🤖 AI Summary
To address persistent logical errors and hallucinations in long-horizon embodied task planning—exacerbated by scarce high-quality demonstration data—this paper proposes ReLEP, a demonstration-free, real-time long-horizon planning framework. Methodologically, ReLEP introduces (i) a novel implicit logical reasoning modeling mechanism jointly optimized with hallucination suppression; (ii) a skill-functionalized planning paradigm, wherein a fine-tuned multimodal large language model learns the mapping from abstract instructions to executable action sequences; and (iii) a logic-aware synthetic data generation pipeline, augmented with a recallable memory module and a cross-platform robot configuration module for heterogeneous hardware adaptation.

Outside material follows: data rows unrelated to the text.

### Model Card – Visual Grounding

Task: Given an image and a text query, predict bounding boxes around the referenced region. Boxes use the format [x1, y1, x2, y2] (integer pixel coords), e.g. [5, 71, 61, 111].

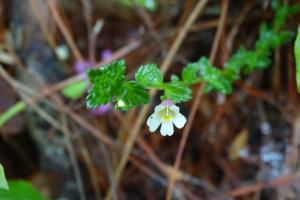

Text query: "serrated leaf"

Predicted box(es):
[116, 81, 150, 110]
[294, 26, 300, 93]
[0, 181, 46, 200]
[199, 57, 232, 94]
[86, 60, 125, 109]
[61, 81, 88, 100]
[164, 82, 192, 103]
[0, 164, 9, 190]
[182, 63, 199, 83]
[135, 64, 163, 87]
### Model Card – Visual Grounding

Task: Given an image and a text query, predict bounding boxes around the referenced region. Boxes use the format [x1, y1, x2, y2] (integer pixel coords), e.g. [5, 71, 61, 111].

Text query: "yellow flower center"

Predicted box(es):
[158, 106, 176, 123]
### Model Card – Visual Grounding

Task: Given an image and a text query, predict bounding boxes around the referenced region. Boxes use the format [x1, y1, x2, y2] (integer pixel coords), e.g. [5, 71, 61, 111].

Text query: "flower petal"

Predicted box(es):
[172, 113, 186, 128]
[160, 121, 174, 136]
[154, 104, 165, 113]
[147, 113, 161, 132]
[170, 105, 179, 113]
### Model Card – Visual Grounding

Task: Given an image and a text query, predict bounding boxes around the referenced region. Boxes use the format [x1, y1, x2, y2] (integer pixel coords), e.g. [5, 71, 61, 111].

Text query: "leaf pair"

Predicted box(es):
[86, 60, 149, 110]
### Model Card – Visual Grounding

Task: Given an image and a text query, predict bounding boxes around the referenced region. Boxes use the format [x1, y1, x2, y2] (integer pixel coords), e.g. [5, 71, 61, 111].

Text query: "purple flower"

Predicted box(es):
[73, 60, 93, 74]
[101, 49, 113, 61]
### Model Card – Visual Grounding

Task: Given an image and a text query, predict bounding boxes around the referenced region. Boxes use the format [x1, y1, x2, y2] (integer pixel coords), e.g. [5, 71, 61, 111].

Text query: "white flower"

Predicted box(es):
[147, 100, 186, 136]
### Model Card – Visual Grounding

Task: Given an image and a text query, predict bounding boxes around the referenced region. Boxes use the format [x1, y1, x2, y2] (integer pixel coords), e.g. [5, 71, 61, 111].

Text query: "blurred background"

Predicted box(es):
[0, 0, 300, 200]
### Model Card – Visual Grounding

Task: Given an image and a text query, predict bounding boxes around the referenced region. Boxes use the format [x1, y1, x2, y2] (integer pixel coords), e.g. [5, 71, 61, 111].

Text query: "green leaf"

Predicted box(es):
[0, 164, 9, 190]
[86, 60, 125, 109]
[0, 181, 46, 200]
[199, 57, 232, 94]
[163, 82, 192, 103]
[61, 81, 88, 100]
[116, 81, 150, 110]
[294, 26, 300, 93]
[135, 64, 163, 87]
[181, 62, 199, 84]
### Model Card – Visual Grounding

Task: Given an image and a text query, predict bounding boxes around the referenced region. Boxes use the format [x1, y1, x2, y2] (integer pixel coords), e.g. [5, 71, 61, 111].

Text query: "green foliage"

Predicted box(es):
[162, 81, 192, 103]
[181, 62, 199, 84]
[86, 60, 125, 109]
[294, 26, 300, 93]
[86, 60, 150, 110]
[0, 181, 46, 200]
[0, 164, 9, 190]
[135, 64, 163, 87]
[87, 0, 300, 110]
[116, 81, 150, 110]
[61, 81, 88, 100]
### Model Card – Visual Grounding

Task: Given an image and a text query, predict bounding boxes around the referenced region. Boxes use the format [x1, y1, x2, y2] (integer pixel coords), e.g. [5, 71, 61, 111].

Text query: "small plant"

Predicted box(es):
[86, 1, 300, 135]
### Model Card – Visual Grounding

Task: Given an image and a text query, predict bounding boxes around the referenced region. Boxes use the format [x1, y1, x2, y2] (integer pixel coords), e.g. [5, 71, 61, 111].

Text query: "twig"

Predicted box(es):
[166, 0, 229, 200]
[62, 115, 86, 200]
[211, 171, 300, 200]
[0, 41, 141, 127]
[105, 0, 208, 200]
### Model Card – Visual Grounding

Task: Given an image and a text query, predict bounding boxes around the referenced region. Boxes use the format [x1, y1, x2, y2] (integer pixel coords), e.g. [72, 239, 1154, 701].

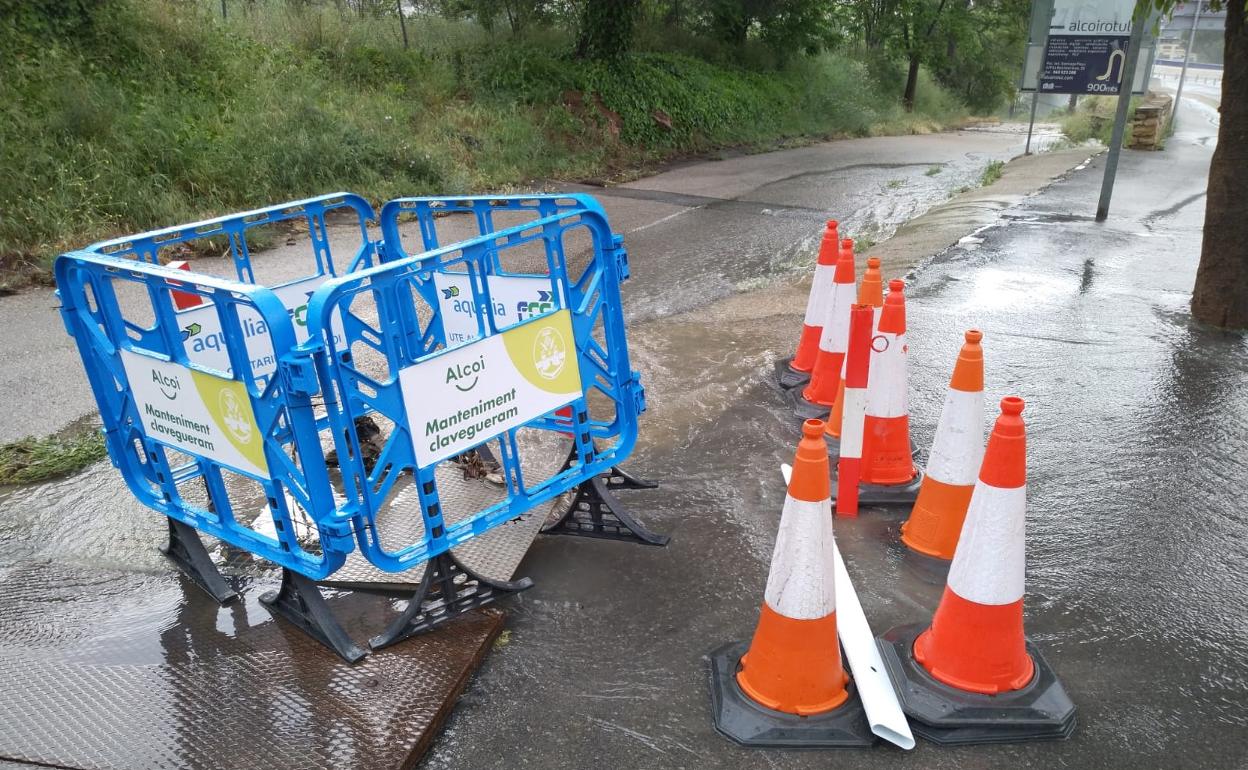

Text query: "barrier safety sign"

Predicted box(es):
[399, 309, 582, 468]
[121, 349, 268, 478]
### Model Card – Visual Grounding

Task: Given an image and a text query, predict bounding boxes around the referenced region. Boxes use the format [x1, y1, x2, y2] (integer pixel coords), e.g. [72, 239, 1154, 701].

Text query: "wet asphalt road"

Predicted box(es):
[0, 125, 1057, 443]
[424, 105, 1248, 769]
[0, 109, 1248, 769]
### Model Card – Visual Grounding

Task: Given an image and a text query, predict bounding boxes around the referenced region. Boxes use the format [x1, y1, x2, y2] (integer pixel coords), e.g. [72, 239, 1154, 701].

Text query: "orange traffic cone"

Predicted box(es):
[792, 238, 855, 419]
[901, 329, 983, 560]
[833, 280, 922, 505]
[778, 220, 840, 389]
[880, 397, 1075, 743]
[711, 419, 875, 748]
[824, 257, 884, 441]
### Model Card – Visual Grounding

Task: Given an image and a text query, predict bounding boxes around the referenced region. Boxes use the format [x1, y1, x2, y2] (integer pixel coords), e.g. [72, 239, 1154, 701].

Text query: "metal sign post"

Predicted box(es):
[1096, 14, 1147, 222]
[1171, 0, 1204, 126]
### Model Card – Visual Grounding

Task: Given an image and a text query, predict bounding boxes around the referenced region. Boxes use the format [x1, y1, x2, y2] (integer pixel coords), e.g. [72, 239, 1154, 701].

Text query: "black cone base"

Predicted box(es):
[776, 358, 810, 391]
[832, 463, 924, 505]
[824, 433, 919, 459]
[710, 641, 876, 749]
[876, 623, 1075, 745]
[789, 387, 832, 419]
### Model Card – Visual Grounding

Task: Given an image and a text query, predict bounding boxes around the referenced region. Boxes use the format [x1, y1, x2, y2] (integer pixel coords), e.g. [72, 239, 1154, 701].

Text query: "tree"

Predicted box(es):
[1137, 0, 1248, 328]
[577, 0, 640, 59]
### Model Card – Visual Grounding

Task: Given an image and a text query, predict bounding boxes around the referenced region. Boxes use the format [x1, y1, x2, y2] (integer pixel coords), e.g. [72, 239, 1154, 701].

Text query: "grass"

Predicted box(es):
[0, 428, 106, 487]
[0, 0, 965, 288]
[980, 161, 1006, 187]
[1061, 96, 1139, 146]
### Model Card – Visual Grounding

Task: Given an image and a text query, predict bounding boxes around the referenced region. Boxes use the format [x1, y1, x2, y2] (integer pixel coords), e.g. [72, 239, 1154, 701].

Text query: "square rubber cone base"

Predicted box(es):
[710, 641, 876, 749]
[831, 463, 924, 507]
[876, 623, 1075, 745]
[776, 357, 810, 391]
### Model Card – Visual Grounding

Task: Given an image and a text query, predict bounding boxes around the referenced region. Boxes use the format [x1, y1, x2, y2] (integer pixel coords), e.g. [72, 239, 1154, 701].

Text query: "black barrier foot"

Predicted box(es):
[876, 624, 1075, 745]
[542, 469, 671, 545]
[160, 517, 238, 604]
[710, 641, 876, 749]
[260, 568, 368, 663]
[368, 553, 533, 650]
[603, 459, 659, 489]
[776, 358, 810, 391]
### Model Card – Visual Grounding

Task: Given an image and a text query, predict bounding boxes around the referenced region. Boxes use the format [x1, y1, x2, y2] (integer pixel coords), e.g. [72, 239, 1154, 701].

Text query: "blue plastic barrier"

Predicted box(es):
[300, 204, 644, 572]
[55, 193, 666, 661]
[55, 252, 353, 578]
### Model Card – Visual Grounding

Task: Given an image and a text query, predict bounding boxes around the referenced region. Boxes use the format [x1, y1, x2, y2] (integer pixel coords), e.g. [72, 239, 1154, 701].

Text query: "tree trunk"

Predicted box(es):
[1192, 0, 1248, 328]
[901, 54, 919, 112]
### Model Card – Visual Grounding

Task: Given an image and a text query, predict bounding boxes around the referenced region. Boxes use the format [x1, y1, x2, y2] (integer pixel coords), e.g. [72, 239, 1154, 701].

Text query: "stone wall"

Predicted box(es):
[1127, 92, 1174, 150]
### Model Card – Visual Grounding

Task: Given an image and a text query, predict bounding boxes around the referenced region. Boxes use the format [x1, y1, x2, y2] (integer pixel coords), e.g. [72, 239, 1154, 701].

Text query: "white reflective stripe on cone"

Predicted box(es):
[765, 495, 836, 620]
[840, 388, 866, 459]
[927, 388, 983, 487]
[948, 482, 1027, 604]
[819, 283, 854, 353]
[866, 332, 908, 416]
[802, 265, 836, 326]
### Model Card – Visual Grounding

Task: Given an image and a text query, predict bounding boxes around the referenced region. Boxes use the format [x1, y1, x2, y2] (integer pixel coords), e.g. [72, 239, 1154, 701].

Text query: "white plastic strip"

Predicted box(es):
[765, 495, 836, 620]
[866, 332, 909, 417]
[802, 265, 836, 326]
[819, 283, 854, 353]
[927, 388, 983, 479]
[780, 463, 915, 750]
[948, 482, 1027, 605]
[840, 388, 866, 458]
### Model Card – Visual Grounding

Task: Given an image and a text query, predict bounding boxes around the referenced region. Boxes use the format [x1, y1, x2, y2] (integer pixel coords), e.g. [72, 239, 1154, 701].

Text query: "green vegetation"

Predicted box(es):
[1061, 96, 1139, 146]
[1061, 96, 1118, 145]
[980, 161, 1006, 187]
[0, 428, 106, 479]
[0, 0, 1021, 292]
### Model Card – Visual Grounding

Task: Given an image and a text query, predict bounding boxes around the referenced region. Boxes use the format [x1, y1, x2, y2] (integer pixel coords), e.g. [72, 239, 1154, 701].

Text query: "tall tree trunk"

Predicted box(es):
[1192, 0, 1248, 328]
[901, 54, 919, 112]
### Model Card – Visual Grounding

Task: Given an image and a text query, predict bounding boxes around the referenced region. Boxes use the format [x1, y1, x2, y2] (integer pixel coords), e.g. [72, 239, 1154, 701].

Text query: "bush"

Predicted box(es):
[0, 0, 960, 280]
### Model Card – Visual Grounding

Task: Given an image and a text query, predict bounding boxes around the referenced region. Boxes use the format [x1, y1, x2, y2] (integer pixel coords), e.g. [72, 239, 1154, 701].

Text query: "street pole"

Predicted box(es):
[1096, 11, 1148, 222]
[398, 0, 407, 51]
[1022, 91, 1040, 155]
[1169, 0, 1204, 126]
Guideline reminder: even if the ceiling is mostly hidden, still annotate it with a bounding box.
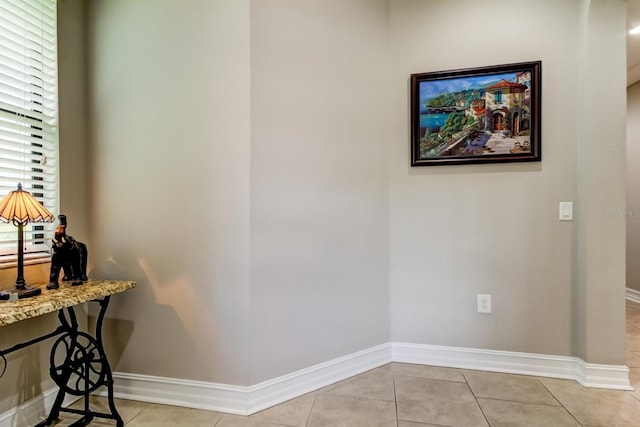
[627,0,640,86]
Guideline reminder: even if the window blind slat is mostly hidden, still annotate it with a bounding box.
[0,0,59,255]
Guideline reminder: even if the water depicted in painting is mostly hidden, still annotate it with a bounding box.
[418,71,531,159]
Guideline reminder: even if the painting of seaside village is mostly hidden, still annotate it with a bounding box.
[412,62,540,166]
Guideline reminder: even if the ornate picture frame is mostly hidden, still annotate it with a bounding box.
[411,61,542,166]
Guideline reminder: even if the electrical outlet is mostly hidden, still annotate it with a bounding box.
[478,295,491,313]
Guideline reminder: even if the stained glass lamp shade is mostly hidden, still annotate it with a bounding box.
[0,184,54,299]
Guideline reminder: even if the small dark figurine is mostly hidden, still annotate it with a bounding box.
[47,215,89,289]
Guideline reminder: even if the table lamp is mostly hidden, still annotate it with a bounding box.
[0,184,54,299]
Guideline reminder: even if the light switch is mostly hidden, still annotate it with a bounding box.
[559,202,573,221]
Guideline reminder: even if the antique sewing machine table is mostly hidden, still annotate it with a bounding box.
[0,280,136,427]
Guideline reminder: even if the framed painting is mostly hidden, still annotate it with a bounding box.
[411,61,541,166]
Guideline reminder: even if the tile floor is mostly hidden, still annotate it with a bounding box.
[56,302,640,427]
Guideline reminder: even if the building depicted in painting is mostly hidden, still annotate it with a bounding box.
[484,74,530,135]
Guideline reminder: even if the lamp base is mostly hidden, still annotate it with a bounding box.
[0,287,42,300]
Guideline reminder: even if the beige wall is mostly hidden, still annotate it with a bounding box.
[0,0,625,410]
[628,83,640,292]
[0,0,93,414]
[250,0,390,384]
[391,0,625,363]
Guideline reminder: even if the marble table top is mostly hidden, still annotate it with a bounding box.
[0,280,136,326]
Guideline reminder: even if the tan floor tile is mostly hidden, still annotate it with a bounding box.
[398,420,442,427]
[307,394,397,427]
[540,378,640,427]
[216,414,288,427]
[56,396,150,427]
[126,405,222,427]
[318,370,396,401]
[463,370,560,406]
[391,363,465,382]
[396,376,488,427]
[478,399,580,427]
[249,393,315,426]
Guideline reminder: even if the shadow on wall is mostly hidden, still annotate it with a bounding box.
[89,255,210,377]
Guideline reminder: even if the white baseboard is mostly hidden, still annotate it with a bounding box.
[0,343,633,427]
[105,344,391,418]
[392,343,633,390]
[626,288,640,303]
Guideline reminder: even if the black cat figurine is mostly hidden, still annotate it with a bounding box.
[47,215,89,289]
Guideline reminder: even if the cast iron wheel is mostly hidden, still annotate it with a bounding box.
[51,332,107,396]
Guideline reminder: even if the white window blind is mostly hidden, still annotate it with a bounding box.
[0,0,58,259]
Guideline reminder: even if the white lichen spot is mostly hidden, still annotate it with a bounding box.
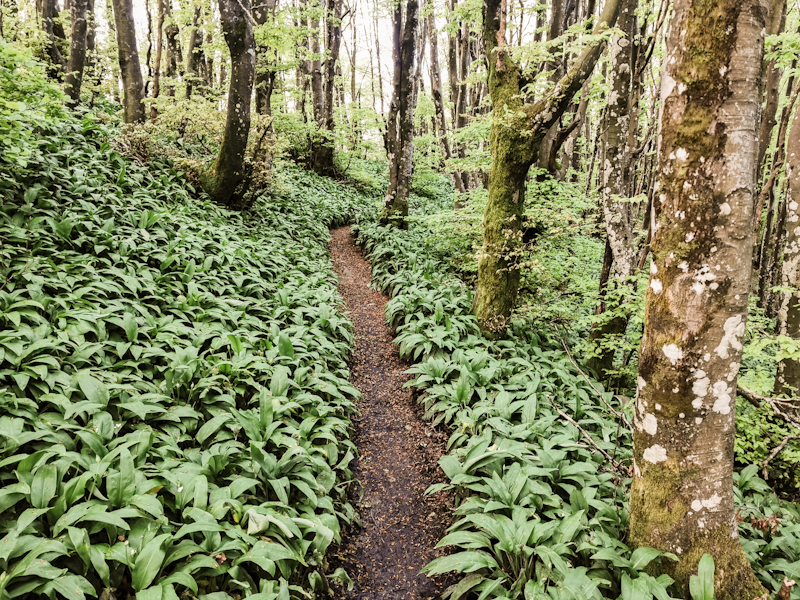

Evaluated across diverse long-horizon tasks, ReLEP significantly outperforms state-of-the-art methods, achieving high success rates and execution compliance on both seen and zero-shot tasks, while effectively mitigating logical inconsistencies and factual hallucinations.
📝 Abstract
Long-horizon embodied planning underpins embodied AI. To accomplish long-horizon tasks, one of the most feasible ways is to decompose abstract instructions into a sequence of actionable steps. Foundation models still face logical errors and hallucinations in long-horizon planning, unless provided with highly relevant examples to the tasks. However, providing highly relevant examples for any random task is unpractical. Therefore, we present ReLEP, a novel framework for Real-time Long-horizon Embodied Planning. ReLEP can complete a wide range of long-horizon tasks without in-context examples by learning implicit logical inference through fine-tuning. The fine-tuned large vision-language model formulates plans as sequences of skill functions. These functions are selected from a carefully designed skill library. ReLEP is also equipped with a Memory module for plan and status recall, and a Robot Configuration module for versatility across robot types. In addition, we propose a data generation pipeline to tackle dataset scarcity. When constructing the dataset, we considered the implicit logical relationships, enabling the model to learn implicit logical relationships and dispel hallucinations. Through comprehensive evaluations across various long-horizon tasks, ReLEP demonstrates high success rates and compliance to execution even on unseen tasks and outperforms state-of-the-art baseline methods.